Setup


In [7]:
%load_ext watermark
%watermark -a "Joel Piper" -d -t -v -p numpy,pandas,nltk,sklearn,gensim -g


The watermark extension is already loaded. To reload it, use:
  %reload_ext watermark
Joel Piper 2016-09-17 20:10:01 

CPython 2.7.12
IPython 4.2.0

numpy 1.11.1
pandas 0.18.1
nltk 3.2.1
sklearn 0.17.1
gensim 0.13.2
Git hash: 2e718645ec0e62dd529a4b2784c93c884eff7694

Tokenize and Lemmatize the Word List in Count Vectorizer


In [ ]:
import psycopg2
con = psycopg2.connect(dbname='bills_db', user='Joel')

Return first 1000 us bills


In [ ]:
import pandas as pd
# query:
sql_query = """
SELECT *
FROM us_bills
LIMIT 1000;
"""
us_bills = pd.read_sql_query(sql_query, con)

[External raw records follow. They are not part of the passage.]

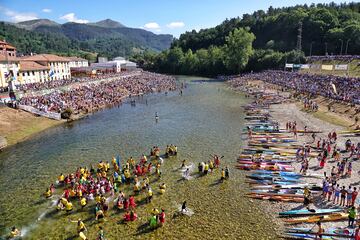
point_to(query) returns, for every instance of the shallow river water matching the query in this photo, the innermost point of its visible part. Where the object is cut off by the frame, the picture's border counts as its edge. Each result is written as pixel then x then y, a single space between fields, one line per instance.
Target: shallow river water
pixel 206 119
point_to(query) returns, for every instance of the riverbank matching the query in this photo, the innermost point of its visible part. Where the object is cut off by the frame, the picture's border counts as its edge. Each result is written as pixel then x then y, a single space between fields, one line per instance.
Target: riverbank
pixel 17 125
pixel 194 121
pixel 330 111
pixel 324 121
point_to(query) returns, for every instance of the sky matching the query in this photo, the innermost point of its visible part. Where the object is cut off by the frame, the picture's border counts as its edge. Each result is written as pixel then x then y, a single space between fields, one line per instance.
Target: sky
pixel 159 16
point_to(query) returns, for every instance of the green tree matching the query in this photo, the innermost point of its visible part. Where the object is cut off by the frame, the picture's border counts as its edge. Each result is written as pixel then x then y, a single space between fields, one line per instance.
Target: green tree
pixel 238 49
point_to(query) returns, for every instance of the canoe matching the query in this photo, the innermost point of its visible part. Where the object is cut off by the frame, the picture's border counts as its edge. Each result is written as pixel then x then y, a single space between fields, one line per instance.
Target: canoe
pixel 289 186
pixel 277 198
pixel 302 212
pixel 313 219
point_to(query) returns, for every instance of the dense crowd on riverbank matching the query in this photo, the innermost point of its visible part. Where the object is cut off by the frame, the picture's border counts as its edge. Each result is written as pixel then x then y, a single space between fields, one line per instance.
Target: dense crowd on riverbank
pixel 335 87
pixel 311 173
pixel 92 96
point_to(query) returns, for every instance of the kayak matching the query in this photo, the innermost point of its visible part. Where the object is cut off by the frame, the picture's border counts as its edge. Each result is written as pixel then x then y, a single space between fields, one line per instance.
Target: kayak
pixel 313 219
pixel 277 198
pixel 290 186
pixel 312 212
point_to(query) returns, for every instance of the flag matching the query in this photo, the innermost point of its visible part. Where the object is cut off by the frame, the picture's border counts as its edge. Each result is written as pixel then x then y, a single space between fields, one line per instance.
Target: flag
pixel 334 88
pixel 51 73
pixel 118 161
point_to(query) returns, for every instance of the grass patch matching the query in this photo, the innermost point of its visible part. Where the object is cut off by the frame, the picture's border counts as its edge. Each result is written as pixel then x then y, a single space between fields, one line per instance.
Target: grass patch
pixel 331 118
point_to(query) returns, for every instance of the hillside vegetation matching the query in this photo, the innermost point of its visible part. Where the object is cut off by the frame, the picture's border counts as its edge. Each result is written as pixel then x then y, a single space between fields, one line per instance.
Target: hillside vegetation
pixel 107 38
pixel 275 31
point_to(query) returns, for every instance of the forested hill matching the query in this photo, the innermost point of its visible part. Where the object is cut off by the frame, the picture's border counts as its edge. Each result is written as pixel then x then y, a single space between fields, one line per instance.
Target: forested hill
pixel 107 38
pixel 262 40
pixel 278 29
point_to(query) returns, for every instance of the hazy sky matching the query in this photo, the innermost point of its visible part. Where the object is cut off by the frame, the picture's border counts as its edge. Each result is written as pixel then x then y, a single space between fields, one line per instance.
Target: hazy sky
pixel 158 16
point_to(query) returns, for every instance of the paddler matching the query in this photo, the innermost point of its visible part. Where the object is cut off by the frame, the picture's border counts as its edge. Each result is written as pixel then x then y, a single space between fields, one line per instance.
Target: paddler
pixel 307 195
pixel 320 231
pixel 162 217
pixel 183 163
pixel 61 179
pixel 15 232
pixel 211 165
pixel 227 174
pixel 183 207
pixel 352 216
pixel 162 188
pixel 206 168
pixel 149 194
pixel 222 175
pixel 83 202
pixel 101 235
pixel 48 193
pixel 68 206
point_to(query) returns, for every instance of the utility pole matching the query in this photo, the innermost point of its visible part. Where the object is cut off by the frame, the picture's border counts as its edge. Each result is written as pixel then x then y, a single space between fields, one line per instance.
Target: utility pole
pixel 347 44
pixel 326 49
pixel 299 37
pixel 342 43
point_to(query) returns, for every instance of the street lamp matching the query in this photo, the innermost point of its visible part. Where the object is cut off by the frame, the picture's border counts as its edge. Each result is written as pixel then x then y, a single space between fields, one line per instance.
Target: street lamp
pixel 311 48
pixel 326 49
pixel 347 44
pixel 342 42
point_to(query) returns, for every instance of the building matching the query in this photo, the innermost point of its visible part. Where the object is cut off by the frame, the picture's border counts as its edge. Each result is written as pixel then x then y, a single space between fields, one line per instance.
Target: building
pixel 76 62
pixel 59 66
pixel 113 66
pixel 7 49
pixel 9 68
pixel 33 72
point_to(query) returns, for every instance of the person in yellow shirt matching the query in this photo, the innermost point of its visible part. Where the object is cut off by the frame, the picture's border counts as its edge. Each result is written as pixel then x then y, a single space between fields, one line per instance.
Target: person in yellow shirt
pixel 83 202
pixel 15 232
pixel 61 178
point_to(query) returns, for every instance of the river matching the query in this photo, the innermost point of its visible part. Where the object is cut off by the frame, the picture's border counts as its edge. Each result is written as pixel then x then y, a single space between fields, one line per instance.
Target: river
pixel 206 119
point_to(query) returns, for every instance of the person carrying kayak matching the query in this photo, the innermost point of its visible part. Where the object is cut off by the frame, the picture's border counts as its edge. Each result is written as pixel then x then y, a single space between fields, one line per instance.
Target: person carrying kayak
pixel 162 217
pixel 352 216
pixel 101 235
pixel 222 175
pixel 183 207
pixel 307 196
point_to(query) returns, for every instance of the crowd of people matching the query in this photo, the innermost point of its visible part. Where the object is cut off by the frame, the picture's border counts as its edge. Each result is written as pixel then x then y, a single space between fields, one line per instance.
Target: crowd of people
pixel 335 87
pixel 333 192
pixel 333 58
pixel 64 82
pixel 104 182
pixel 92 96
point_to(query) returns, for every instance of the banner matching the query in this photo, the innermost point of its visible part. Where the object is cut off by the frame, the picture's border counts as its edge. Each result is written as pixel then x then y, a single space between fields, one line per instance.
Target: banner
pixel 52 115
pixel 315 66
pixel 327 67
pixel 305 66
pixel 341 67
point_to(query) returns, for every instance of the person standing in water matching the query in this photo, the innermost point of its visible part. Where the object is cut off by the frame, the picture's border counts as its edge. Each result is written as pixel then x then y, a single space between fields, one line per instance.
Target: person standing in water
pixel 183 207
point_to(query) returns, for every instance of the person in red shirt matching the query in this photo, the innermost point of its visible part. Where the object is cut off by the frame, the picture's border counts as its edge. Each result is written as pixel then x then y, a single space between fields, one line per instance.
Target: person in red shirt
pixel 162 217
pixel 353 196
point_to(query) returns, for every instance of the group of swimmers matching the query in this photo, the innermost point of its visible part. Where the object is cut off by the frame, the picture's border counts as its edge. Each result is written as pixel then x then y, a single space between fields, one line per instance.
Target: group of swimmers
pixel 100 185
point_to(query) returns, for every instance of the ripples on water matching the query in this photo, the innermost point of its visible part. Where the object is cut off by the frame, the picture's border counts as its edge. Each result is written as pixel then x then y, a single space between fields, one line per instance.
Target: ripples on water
pixel 207 119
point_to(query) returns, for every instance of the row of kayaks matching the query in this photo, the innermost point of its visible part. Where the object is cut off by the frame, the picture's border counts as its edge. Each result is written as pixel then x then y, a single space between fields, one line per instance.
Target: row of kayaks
pixel 269 156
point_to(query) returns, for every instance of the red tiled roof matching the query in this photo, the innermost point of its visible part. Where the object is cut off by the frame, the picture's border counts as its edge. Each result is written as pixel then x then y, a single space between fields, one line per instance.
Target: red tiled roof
pixel 45 58
pixel 31 66
pixel 7 45
pixel 4 58
pixel 76 59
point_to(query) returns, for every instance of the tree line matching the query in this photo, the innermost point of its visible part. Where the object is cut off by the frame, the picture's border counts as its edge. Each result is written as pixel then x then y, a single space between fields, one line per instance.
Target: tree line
pixel 262 40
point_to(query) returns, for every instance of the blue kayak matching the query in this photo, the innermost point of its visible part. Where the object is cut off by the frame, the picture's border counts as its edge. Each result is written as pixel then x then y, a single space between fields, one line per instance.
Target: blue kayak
pixel 307 212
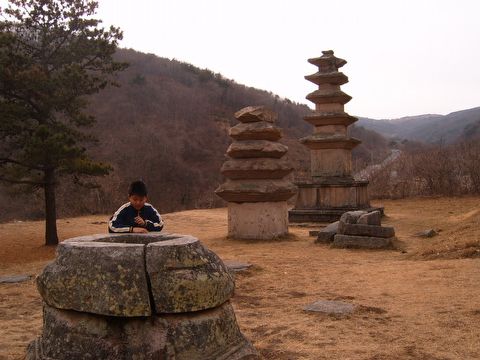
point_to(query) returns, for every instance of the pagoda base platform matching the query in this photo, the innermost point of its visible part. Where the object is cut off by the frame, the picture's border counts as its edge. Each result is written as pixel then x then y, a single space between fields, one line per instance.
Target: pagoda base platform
pixel 326 201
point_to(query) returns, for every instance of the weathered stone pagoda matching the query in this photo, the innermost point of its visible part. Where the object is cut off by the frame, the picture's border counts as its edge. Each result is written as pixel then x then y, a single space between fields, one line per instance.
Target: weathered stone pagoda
pixel 331 189
pixel 256 189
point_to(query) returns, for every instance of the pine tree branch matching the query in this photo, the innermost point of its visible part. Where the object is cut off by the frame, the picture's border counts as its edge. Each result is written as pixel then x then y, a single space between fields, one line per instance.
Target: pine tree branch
pixel 4 161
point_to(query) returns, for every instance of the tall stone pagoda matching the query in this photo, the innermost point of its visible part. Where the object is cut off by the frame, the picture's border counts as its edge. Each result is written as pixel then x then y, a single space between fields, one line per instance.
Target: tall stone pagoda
pixel 256 189
pixel 331 189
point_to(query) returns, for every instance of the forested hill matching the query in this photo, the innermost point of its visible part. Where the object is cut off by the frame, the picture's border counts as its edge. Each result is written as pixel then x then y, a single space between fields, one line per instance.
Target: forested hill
pixel 456 126
pixel 167 123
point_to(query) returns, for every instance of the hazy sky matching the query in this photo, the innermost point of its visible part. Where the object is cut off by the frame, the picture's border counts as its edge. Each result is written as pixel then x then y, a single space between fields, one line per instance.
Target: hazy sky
pixel 405 57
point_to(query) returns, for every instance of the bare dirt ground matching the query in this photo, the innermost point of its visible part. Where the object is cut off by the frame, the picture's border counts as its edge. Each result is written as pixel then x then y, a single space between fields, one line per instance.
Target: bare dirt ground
pixel 419 302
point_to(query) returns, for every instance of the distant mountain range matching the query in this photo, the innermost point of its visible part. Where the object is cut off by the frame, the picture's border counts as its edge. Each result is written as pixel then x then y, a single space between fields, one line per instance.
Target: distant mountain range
pixel 168 123
pixel 431 128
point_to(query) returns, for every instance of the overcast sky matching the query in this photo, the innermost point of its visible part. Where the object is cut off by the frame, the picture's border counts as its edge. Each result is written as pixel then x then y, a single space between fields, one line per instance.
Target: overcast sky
pixel 405 57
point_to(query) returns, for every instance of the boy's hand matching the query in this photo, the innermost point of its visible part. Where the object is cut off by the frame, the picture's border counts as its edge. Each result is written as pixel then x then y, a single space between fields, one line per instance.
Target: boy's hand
pixel 139 221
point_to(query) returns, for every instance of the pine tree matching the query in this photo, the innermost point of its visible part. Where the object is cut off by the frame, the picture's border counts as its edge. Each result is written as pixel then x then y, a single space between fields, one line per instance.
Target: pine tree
pixel 53 54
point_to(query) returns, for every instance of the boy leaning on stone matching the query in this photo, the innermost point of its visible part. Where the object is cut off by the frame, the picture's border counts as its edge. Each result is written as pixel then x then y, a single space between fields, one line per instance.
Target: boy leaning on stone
pixel 137 215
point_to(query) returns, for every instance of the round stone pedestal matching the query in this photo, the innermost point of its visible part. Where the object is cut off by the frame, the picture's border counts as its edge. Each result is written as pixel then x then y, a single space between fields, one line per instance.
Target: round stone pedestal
pixel 259 220
pixel 138 296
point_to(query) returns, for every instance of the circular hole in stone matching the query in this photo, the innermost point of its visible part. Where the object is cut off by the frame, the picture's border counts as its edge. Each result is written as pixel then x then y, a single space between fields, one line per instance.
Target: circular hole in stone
pixel 144 239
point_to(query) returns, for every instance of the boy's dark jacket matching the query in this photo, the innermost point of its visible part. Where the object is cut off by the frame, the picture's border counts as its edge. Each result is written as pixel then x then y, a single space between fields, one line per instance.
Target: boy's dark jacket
pixel 124 219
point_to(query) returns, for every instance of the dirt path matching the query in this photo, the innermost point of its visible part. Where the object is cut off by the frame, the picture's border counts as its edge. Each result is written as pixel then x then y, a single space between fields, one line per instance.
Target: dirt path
pixel 409 307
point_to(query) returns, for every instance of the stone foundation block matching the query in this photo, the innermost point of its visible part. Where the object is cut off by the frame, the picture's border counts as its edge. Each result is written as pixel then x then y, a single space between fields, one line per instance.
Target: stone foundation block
pixel 211 334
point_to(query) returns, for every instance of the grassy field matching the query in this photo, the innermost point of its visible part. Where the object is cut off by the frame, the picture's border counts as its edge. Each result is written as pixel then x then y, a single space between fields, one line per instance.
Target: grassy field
pixel 420 301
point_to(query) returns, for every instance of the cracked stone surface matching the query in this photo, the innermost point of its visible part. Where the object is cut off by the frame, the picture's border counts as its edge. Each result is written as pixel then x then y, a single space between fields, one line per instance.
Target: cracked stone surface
pixel 118 275
pixel 210 334
pixel 138 296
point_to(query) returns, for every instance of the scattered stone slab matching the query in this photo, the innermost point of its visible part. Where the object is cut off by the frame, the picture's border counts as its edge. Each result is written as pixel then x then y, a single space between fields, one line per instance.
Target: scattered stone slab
pixel 331 307
pixel 351 217
pixel 362 242
pixel 256 148
pixel 255 131
pixel 237 266
pixel 186 314
pixel 365 230
pixel 371 218
pixel 327 234
pixel 427 233
pixel 13 279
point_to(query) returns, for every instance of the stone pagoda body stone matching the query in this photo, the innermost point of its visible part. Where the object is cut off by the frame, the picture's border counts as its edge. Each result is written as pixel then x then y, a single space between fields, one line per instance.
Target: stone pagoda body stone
pixel 256 189
pixel 331 189
pixel 131 296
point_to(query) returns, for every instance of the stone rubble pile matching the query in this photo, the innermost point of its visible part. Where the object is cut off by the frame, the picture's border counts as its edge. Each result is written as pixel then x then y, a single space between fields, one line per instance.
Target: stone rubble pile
pixel 361 229
pixel 129 296
pixel 256 189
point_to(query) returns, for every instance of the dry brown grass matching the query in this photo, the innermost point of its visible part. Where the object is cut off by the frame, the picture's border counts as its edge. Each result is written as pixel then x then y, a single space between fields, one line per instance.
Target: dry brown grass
pixel 409 308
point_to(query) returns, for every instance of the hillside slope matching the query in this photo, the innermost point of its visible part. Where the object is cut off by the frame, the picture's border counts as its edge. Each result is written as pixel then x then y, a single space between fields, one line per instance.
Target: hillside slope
pixel 431 128
pixel 168 124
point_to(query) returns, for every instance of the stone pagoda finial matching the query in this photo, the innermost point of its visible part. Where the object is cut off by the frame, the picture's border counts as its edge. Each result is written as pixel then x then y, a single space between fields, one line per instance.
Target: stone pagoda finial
pixel 256 190
pixel 329 144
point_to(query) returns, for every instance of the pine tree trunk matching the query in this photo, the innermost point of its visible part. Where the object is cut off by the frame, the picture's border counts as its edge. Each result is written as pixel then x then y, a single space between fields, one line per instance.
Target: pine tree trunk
pixel 51 237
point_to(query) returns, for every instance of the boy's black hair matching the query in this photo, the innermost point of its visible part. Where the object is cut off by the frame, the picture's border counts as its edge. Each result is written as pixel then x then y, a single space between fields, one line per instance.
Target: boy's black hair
pixel 137 188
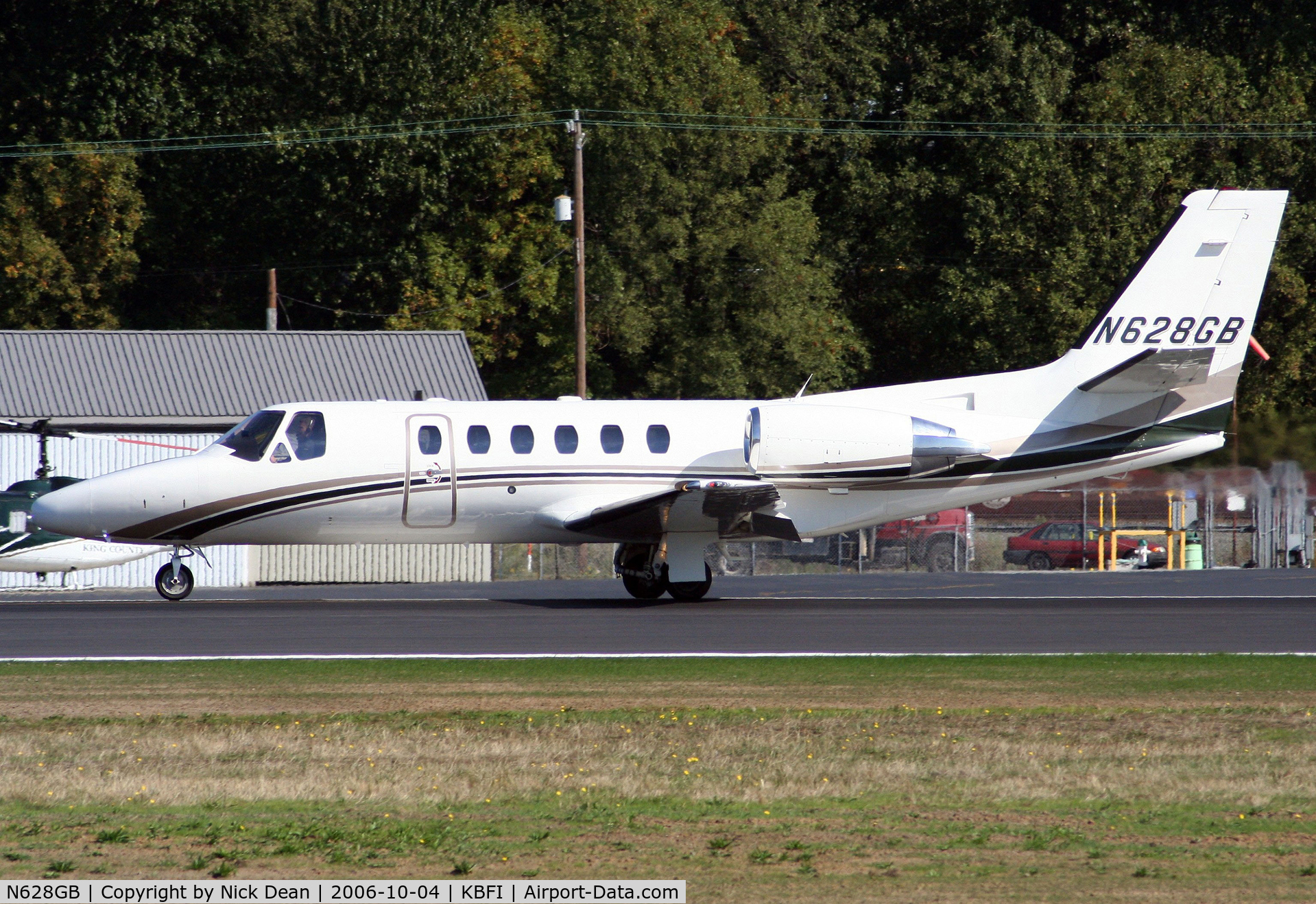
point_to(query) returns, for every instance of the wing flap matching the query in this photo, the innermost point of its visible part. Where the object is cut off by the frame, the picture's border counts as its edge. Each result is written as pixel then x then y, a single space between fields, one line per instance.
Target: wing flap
pixel 1154 370
pixel 733 508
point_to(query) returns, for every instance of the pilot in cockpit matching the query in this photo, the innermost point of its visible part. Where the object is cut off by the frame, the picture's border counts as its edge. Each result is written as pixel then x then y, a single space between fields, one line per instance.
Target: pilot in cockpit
pixel 307 435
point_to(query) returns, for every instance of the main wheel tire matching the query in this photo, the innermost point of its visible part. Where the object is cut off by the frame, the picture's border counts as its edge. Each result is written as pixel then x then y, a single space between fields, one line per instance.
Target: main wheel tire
pixel 174 588
pixel 946 554
pixel 644 588
pixel 689 591
pixel 1039 562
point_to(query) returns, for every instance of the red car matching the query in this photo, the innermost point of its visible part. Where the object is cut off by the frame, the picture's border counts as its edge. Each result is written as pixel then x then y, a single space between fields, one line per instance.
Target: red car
pixel 942 541
pixel 1061 545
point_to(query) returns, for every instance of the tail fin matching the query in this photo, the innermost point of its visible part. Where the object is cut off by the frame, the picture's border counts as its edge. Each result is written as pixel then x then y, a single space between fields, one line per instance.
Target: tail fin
pixel 1185 315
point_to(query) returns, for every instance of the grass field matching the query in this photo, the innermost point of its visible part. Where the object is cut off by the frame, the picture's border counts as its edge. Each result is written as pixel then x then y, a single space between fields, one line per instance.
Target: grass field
pixel 978 778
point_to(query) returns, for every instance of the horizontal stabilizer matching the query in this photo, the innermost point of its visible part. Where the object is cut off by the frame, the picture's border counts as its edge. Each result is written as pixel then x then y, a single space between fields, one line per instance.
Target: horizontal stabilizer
pixel 728 507
pixel 1154 370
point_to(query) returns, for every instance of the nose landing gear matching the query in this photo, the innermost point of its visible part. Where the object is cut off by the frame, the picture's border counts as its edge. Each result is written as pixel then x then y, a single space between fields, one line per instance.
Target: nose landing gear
pixel 647 578
pixel 174 581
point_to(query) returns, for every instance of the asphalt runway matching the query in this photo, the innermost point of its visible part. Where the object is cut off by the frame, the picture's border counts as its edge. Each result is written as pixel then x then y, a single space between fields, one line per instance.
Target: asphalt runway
pixel 879 613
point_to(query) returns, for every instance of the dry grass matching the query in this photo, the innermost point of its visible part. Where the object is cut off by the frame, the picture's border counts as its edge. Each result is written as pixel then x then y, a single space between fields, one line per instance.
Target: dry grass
pixel 1227 759
pixel 912 779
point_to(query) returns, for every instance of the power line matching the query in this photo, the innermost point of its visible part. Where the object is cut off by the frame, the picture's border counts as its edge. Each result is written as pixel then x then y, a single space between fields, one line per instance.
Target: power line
pixel 747 124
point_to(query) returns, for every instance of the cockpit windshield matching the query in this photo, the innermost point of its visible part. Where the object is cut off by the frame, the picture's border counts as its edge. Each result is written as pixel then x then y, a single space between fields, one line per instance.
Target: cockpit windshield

Now get the subjects for those 1000 bills


In [ ]:
# query:
sql_query = """
SELECT *
FROM bill_subject
WHERE bill_num IN (' {0} ');
"""

revised = sql_query.format("','".join(us_bills['bill_num']))
subjects = pd.read_sql_query(revised, con)

In [ ]:
bill_subset = us_bills.ix[0:1000,['bill_name','bill_text']]
bill_tuples = tuples = [tuple(x) for x in bill_subset.values]

In [ ]:
import string
from nltk import word_tokenize          
#from nltk.stem.porter import PorterStemmer
from nltk.stem import WordNetLemmatizer
#######
# Use a lemmatizer rather than just a stemmer
#stemmer = PorterStemmer()
#def stem_tokens(tokens, stemmer):
#    stemmed = []
#    for item in tokens:
#        stemmed.append(stemmer.stem(item))
#    return stemmed
wordnet_lemmatizer = WordNetLemmatizer()
def lemmatize_tokens(tokens, lemma):
    lemmatized = []
    for item in tokens:
        lemmatized.append(lemma.lemmatize(item))
    return lemmatized

def tokenize(text):
    text = "".join([ch for ch in text if ch not in string.punctuation])
    text = "".join([ch for ch in text if ch not in string.digits])
    tokens = word_tokenize(text)
    lemmas = lemmatize_tokens(tokens, wordnet_lemmatizer)
    return lemmas

def my_preproc_text(bill_tuple):
    text = bill_tuple[1].lower()
    revised = " ".join([t for t in text.split() if len(t) > 3])
    return revised

def my_preproc_title(bill_tuple):
    title = bill_tuple[0].lower()
    revised = " ".join([t for t in title.split() if len(t) > 3])
    return revised

In [ ]:
from sklearn.feature_extraction.text import CountVectorizer
from textblob import TextBlob
from gensim.parsing.preprocessing import STOPWORDS

tf_text = CountVectorizer(stop_words='english', token_pattern=u'(?u)\\b\\w\\w+\\b', tokenizer=tokenize,
                          preprocessor=my_preproc_text, ngram_range=(1,2), min_df=10, max_df=0.4)

In [ ]:
tf_title = CountVectorizer(stop_words='english', token_pattern=u'(?u)\\b\\w\\w+\\b', tokenizer=tokenize,
                           preprocessor=my_preproc_title, ngram_range=(1,3), min_df=10, max_df=0.4)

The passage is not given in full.